James Lee Byars' extensive oeuvre has tended to revolve around related sets of dualities: materiality and immateriality, the eternal and the instantaneous, heaviness and lightness. In his delicate and atmospheric performance pieces, he has often avoided any hint of weight (in his paradigmatic conceptualization of a performance piece, The Perfect Theatre, an audience at an Italian villa would see, on a distant wall, a man in a pink suit appear and seemingly disappear in an instant). More recently, by contrast, he has made works in heavy materials - marble, limestone, brass - that can depress the spirit by their literal gravity even as they exhilarate with their form. In Five Points Make a Man, the Moons and Constellations (all works 1995), Byars combined in a single installation the two elements of sculptural weight and heady levitation through his special use of paper, a material he has worked with for four decades.
In one room of the gallery, pure in its rectilinearity, arrays of flat paper shapes - crescents, stars, circles, and towers - ascended the walls with a rigorous subtlety. Byars' distinctive script (in which each letter is dotted with stars at its angles), written in gold marker, appeared on the cut papers, as well as on the red- or black-paper grounds. The writing remains characteristically opaque (in Byars' "abbrev'"-speak, "Q is." translates, more or less, as "Question is the indefinite"; "TLADOJLB," "The Life and Death of James Lee Byars"; "PK," "The Perfect Kiss"; "5PMAM," "Five Points Make a Man"; etc.). However, "abbrev"' is an attempt to get beyond the heavy burden of language; the overlay of this combined linguistic credo and critique added a palpable cognitive aspect to the sheer and evanescent presence of the cut papers.

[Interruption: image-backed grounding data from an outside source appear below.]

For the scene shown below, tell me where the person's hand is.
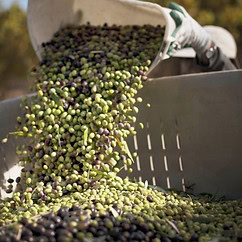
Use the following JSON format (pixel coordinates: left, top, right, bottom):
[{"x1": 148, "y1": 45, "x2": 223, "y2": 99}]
[{"x1": 167, "y1": 2, "x2": 212, "y2": 57}]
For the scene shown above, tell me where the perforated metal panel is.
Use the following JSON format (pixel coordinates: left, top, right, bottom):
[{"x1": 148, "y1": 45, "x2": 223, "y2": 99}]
[
  {"x1": 0, "y1": 71, "x2": 242, "y2": 199},
  {"x1": 122, "y1": 70, "x2": 242, "y2": 199}
]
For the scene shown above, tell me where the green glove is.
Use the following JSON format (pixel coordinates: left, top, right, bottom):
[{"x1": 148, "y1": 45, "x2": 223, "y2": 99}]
[{"x1": 167, "y1": 2, "x2": 211, "y2": 56}]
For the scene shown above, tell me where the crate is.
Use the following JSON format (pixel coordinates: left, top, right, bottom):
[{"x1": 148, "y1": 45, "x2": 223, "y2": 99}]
[{"x1": 0, "y1": 70, "x2": 242, "y2": 200}]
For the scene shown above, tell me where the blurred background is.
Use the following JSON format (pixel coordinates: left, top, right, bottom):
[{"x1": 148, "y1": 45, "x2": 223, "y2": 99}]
[{"x1": 0, "y1": 0, "x2": 241, "y2": 101}]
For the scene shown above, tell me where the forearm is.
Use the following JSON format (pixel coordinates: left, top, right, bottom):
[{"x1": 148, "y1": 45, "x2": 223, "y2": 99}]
[
  {"x1": 168, "y1": 2, "x2": 237, "y2": 72},
  {"x1": 196, "y1": 46, "x2": 237, "y2": 72}
]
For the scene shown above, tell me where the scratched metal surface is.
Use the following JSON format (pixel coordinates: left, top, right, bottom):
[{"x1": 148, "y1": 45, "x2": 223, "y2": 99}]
[{"x1": 0, "y1": 70, "x2": 242, "y2": 199}]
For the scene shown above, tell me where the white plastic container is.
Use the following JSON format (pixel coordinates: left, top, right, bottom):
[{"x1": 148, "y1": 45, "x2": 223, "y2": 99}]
[{"x1": 27, "y1": 0, "x2": 177, "y2": 73}]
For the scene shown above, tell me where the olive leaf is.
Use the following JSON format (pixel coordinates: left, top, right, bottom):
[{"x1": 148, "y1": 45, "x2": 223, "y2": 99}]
[
  {"x1": 110, "y1": 207, "x2": 119, "y2": 218},
  {"x1": 9, "y1": 131, "x2": 24, "y2": 136},
  {"x1": 149, "y1": 185, "x2": 168, "y2": 195},
  {"x1": 55, "y1": 87, "x2": 65, "y2": 97},
  {"x1": 83, "y1": 237, "x2": 106, "y2": 242},
  {"x1": 166, "y1": 219, "x2": 180, "y2": 234},
  {"x1": 83, "y1": 128, "x2": 88, "y2": 146},
  {"x1": 50, "y1": 92, "x2": 63, "y2": 107},
  {"x1": 114, "y1": 136, "x2": 134, "y2": 163}
]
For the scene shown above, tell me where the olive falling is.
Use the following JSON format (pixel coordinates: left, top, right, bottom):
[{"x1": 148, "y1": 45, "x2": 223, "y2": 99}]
[
  {"x1": 17, "y1": 23, "x2": 163, "y2": 199},
  {"x1": 0, "y1": 24, "x2": 241, "y2": 242}
]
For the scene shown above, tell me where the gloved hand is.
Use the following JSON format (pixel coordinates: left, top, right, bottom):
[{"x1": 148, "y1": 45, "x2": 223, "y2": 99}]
[{"x1": 167, "y1": 2, "x2": 212, "y2": 57}]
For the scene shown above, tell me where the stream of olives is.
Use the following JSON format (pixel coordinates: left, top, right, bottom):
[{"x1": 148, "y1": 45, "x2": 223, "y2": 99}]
[{"x1": 0, "y1": 24, "x2": 241, "y2": 242}]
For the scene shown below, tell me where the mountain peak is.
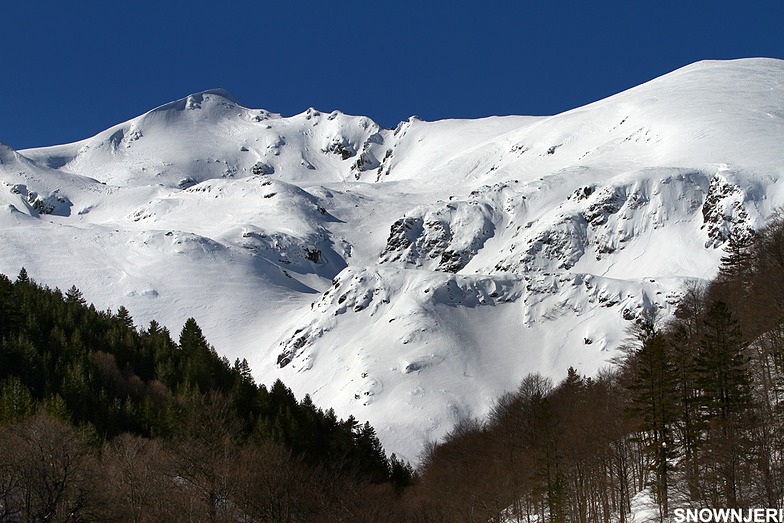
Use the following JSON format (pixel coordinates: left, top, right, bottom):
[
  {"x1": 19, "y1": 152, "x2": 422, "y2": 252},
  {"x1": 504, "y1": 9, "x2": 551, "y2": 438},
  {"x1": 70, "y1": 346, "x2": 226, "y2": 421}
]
[
  {"x1": 144, "y1": 88, "x2": 246, "y2": 117},
  {"x1": 195, "y1": 88, "x2": 242, "y2": 104}
]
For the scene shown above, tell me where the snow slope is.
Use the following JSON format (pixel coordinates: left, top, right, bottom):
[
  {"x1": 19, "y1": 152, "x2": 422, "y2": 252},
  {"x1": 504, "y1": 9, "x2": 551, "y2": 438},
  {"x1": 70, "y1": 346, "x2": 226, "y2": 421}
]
[{"x1": 2, "y1": 58, "x2": 783, "y2": 463}]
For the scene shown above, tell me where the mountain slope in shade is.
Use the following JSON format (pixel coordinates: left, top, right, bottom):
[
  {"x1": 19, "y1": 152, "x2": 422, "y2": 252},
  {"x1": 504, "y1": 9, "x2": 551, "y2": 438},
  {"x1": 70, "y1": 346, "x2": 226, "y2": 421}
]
[{"x1": 2, "y1": 58, "x2": 783, "y2": 463}]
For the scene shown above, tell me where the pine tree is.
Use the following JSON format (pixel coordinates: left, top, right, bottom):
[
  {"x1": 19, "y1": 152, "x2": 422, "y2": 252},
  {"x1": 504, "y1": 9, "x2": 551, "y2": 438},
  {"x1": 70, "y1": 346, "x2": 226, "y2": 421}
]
[
  {"x1": 116, "y1": 306, "x2": 134, "y2": 329},
  {"x1": 353, "y1": 421, "x2": 389, "y2": 483},
  {"x1": 16, "y1": 267, "x2": 30, "y2": 284},
  {"x1": 179, "y1": 318, "x2": 215, "y2": 393},
  {"x1": 64, "y1": 285, "x2": 86, "y2": 306},
  {"x1": 718, "y1": 231, "x2": 756, "y2": 284},
  {"x1": 143, "y1": 320, "x2": 179, "y2": 388},
  {"x1": 233, "y1": 358, "x2": 254, "y2": 386},
  {"x1": 0, "y1": 274, "x2": 21, "y2": 340},
  {"x1": 669, "y1": 324, "x2": 704, "y2": 498},
  {"x1": 627, "y1": 333, "x2": 679, "y2": 518},
  {"x1": 696, "y1": 301, "x2": 751, "y2": 420},
  {"x1": 695, "y1": 300, "x2": 752, "y2": 506},
  {"x1": 388, "y1": 453, "x2": 414, "y2": 494},
  {"x1": 563, "y1": 366, "x2": 583, "y2": 391}
]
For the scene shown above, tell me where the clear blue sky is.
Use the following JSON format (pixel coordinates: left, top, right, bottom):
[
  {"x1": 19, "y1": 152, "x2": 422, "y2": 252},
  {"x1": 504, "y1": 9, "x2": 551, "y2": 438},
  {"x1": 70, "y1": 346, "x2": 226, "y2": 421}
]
[{"x1": 3, "y1": 1, "x2": 783, "y2": 150}]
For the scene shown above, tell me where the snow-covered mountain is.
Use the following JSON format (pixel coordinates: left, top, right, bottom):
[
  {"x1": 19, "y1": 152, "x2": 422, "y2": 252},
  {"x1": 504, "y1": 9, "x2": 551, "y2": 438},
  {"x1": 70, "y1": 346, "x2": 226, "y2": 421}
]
[{"x1": 2, "y1": 58, "x2": 783, "y2": 463}]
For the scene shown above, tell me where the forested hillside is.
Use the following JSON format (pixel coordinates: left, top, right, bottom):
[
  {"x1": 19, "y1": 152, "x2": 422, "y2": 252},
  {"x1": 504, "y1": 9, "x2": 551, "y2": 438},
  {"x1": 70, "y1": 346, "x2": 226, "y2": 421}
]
[{"x1": 0, "y1": 272, "x2": 412, "y2": 521}]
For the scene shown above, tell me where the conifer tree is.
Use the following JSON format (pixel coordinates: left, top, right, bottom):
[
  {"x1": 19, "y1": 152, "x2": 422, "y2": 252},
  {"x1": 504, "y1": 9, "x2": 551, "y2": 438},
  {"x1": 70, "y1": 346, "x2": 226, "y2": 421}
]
[
  {"x1": 388, "y1": 453, "x2": 414, "y2": 494},
  {"x1": 695, "y1": 300, "x2": 752, "y2": 505},
  {"x1": 116, "y1": 306, "x2": 134, "y2": 329},
  {"x1": 718, "y1": 230, "x2": 756, "y2": 285},
  {"x1": 179, "y1": 318, "x2": 216, "y2": 393},
  {"x1": 16, "y1": 267, "x2": 29, "y2": 284},
  {"x1": 0, "y1": 274, "x2": 21, "y2": 341},
  {"x1": 143, "y1": 320, "x2": 179, "y2": 388},
  {"x1": 696, "y1": 301, "x2": 751, "y2": 420},
  {"x1": 627, "y1": 333, "x2": 679, "y2": 518},
  {"x1": 64, "y1": 285, "x2": 86, "y2": 306},
  {"x1": 353, "y1": 421, "x2": 389, "y2": 482},
  {"x1": 233, "y1": 358, "x2": 254, "y2": 385}
]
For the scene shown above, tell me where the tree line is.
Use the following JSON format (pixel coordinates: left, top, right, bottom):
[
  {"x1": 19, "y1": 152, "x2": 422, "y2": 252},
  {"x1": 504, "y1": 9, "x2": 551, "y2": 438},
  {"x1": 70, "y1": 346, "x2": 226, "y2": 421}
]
[{"x1": 0, "y1": 270, "x2": 412, "y2": 521}]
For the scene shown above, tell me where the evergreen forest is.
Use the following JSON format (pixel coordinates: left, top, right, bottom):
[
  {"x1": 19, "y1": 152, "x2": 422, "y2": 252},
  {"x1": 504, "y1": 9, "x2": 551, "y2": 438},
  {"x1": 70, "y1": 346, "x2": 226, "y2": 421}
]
[{"x1": 0, "y1": 269, "x2": 412, "y2": 521}]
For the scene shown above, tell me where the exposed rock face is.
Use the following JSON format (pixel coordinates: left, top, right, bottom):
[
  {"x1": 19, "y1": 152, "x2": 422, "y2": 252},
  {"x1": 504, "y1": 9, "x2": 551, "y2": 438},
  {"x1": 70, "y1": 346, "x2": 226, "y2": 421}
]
[
  {"x1": 702, "y1": 173, "x2": 753, "y2": 247},
  {"x1": 379, "y1": 201, "x2": 495, "y2": 273}
]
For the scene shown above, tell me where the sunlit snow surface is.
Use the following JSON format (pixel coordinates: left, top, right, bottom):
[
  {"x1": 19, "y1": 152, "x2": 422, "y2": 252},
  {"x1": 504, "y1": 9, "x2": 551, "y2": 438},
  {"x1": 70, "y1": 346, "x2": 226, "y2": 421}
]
[{"x1": 3, "y1": 59, "x2": 784, "y2": 463}]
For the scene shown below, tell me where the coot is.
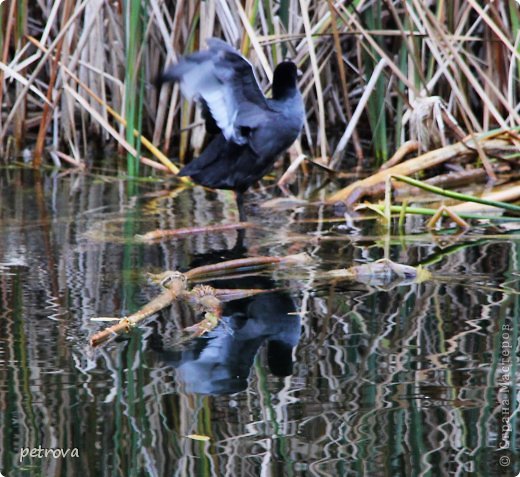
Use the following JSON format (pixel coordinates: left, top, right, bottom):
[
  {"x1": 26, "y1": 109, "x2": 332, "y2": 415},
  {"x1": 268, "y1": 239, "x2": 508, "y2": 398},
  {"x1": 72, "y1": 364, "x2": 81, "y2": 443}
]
[{"x1": 160, "y1": 38, "x2": 305, "y2": 220}]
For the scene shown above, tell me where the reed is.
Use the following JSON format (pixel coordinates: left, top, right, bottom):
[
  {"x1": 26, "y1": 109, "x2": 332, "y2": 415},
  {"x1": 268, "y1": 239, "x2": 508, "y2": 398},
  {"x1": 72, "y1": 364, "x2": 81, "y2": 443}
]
[
  {"x1": 123, "y1": 0, "x2": 145, "y2": 176},
  {"x1": 0, "y1": 0, "x2": 518, "y2": 176}
]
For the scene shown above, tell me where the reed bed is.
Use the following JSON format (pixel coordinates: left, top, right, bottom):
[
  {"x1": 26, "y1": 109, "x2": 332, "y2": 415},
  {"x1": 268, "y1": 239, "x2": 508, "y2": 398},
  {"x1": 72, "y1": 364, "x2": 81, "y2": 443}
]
[{"x1": 0, "y1": 0, "x2": 518, "y2": 176}]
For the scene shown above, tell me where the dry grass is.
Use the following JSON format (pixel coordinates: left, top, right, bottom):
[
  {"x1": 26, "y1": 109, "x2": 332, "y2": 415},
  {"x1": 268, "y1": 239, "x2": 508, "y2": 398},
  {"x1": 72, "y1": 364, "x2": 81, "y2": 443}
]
[{"x1": 0, "y1": 0, "x2": 518, "y2": 175}]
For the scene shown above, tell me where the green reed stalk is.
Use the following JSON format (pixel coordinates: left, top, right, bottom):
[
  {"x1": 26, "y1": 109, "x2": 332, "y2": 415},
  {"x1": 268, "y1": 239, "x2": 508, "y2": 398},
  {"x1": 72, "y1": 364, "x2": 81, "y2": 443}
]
[
  {"x1": 241, "y1": 0, "x2": 260, "y2": 55},
  {"x1": 393, "y1": 175, "x2": 520, "y2": 213},
  {"x1": 365, "y1": 205, "x2": 520, "y2": 222},
  {"x1": 362, "y1": 0, "x2": 388, "y2": 165},
  {"x1": 508, "y1": 0, "x2": 520, "y2": 105},
  {"x1": 262, "y1": 0, "x2": 278, "y2": 63},
  {"x1": 124, "y1": 0, "x2": 143, "y2": 177},
  {"x1": 279, "y1": 0, "x2": 290, "y2": 32}
]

The works lent a cathedral-like ambiance to the room. The wall-mounted cut papers (in red, black, or gold - no other colors are permissible in Byars' esthetic of purity) redefine the walls as ontological fields more delicate even than those of painting. The cut red and black papers evoke the ascents and descents of gold-charted stars; other red Chinese papers were cut abstractly into sculptural towers and cathedrals. All were overlaid by glass pieces of the same shape but slightly larger. The shallow three-dimensionality of this arrangement intensified the sculptural presence of the papers.
The brief texts reflect constant themes in Byars' work: "247D" signifies "24 hours a day seven days a week," meaning that one should make oneself available to life always. "Eros," a recurring word in Byars' work, is repeated in the dead center of stars and circles. Pythagorean themes are suggested by the texts that (like "247D") resemble mathematical formulae, and by the arrays of stars, crescent moons, and round suns. A typical recent Byars theme - the head, outstretched hands, and spread feet of Five Points Make a Man - was embodied twice in the room, once schematically, as in Leonardo's zodiacal figure, and once in an abstract linear array. Complementing the figure within the zodiac was the heavenly surround, "The Sun and the Moon and the Stars," as in the piece called The Big Dipper and elsewhere.
In one corner of the room four scissored red Chinese papers made up towers representing the four quarters of space. Little black moons rose overhead. In the midst, black stars mapped out unseen power lines of the universe. The perfection of these floating ephemeral forms overwhelmed the viewer at the instant of entrance and remained with him or her long after the experience of the show.